Kampung Tarung dan Waitabar Waikabubak, Menyentuh Tradisi dan Agama Asli Sumba di Tengah Kota
Pucuk-pucuk jerami menyembul dari sebuah bukit dengan tatapan langsung dari tengah Kota Waikabubak. Anda tidak akan mengira di tengah kota yang sedang bertumbuh itu masih kokoh berdiri sebuah kampung adat yang teguh memegang agama, nilai adat dan tradisi dan telah diturunkan dari generasi ke generasi. Waikabubak adalah ibukota Kabupaten Sumba Barat yang terletak di sebuah lembah dengan populasi penduduk sekira 26.423 jiwa. Kota yang terus beranjak membangun diri tersebut nyatanya masih mempunyai banyak kampung adat yang telah begitu lama berdiam di atas puncak bukit di pinggir maupun di tengah kota.
Kampung Tarung dan Waitabar telah destinasi wajib yang harus masuk dalam daftar penjelajahan Anda selama mengarungi keindahan Waikabubak. Kedua kampung ini meski berbeda nama namun nyatanya menyatu dalam sebuah kawasan. Anda dapat menyambangi kampung luar biasa ini di tengah kota Waikabubak. Bayangkan cukup beberapa menit saja dari pusat kota maka sudah bisa melihat wajah asli budaya sumba yang begitu murni.
Kampung ini bukan sekadar kampung biasa melainkan juga berfungsi sebagai institusi sosial dan keagamaan (Marapu). Inilah salah satu potret terbaik menyentuh langsung agama Marapu di Sumba bersama tradisinya yang tidak banyak berubah sejak masa lampau.
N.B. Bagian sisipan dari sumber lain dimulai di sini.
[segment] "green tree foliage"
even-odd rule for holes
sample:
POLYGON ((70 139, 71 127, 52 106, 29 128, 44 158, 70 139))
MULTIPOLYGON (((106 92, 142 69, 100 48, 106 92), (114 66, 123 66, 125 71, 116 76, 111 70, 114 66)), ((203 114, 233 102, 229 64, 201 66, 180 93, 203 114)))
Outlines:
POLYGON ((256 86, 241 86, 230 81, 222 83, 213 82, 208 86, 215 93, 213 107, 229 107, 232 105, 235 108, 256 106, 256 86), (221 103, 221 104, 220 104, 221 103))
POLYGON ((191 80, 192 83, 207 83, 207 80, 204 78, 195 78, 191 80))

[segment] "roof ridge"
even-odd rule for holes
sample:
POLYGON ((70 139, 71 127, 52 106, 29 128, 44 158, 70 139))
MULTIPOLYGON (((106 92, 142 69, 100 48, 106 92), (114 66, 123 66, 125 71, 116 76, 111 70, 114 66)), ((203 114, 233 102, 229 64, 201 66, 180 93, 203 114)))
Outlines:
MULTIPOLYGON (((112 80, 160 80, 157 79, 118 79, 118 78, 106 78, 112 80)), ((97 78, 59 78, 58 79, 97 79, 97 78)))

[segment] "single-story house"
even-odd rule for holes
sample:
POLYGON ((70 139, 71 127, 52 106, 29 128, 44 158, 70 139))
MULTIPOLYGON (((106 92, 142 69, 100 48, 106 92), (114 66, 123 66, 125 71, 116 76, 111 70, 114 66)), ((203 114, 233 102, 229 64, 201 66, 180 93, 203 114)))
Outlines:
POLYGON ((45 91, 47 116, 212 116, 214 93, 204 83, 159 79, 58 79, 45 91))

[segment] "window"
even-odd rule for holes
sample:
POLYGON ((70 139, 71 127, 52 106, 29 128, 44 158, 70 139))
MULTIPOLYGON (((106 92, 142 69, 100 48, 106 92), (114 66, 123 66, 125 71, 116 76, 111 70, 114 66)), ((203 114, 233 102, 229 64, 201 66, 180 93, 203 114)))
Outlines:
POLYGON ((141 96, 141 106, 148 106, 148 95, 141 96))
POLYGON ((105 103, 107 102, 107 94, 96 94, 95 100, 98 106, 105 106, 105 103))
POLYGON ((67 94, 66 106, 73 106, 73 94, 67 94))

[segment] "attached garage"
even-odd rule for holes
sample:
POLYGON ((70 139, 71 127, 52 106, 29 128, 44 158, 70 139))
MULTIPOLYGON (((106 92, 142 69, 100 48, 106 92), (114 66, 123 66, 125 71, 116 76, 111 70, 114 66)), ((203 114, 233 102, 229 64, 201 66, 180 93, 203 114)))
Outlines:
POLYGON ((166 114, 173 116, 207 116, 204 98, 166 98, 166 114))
Rumah adat Sumba atau uma merupakan bentuk bangunan adat dengan arsitektur vernakular pencakar langit. Strukturnya segi empat di atas panggung yang ditopang tonggak-tonggak kayu dengan kerangka utama tiang turus (kambaniru ludungu) sebanyak 4 batang, juga ada 36 batang tiang (kambaniru) berupa struktur portal dengan sambungan pen memakai kayu mosa, kayu delomera, atau kayu masela. Di kampung ini berdiri rumah ada Sumba (uma) dengan pola memanjang sebagiamana aslinya sejak masa lalu. dibagian tengah rumah-rumah adat ini berdiri kubur batu megalitik yang disebut waruga. Uma dan waruga tersebut menjadi simbol kosmologi lokal adat Sumba yang terus bertahan dari zaman ke zaman.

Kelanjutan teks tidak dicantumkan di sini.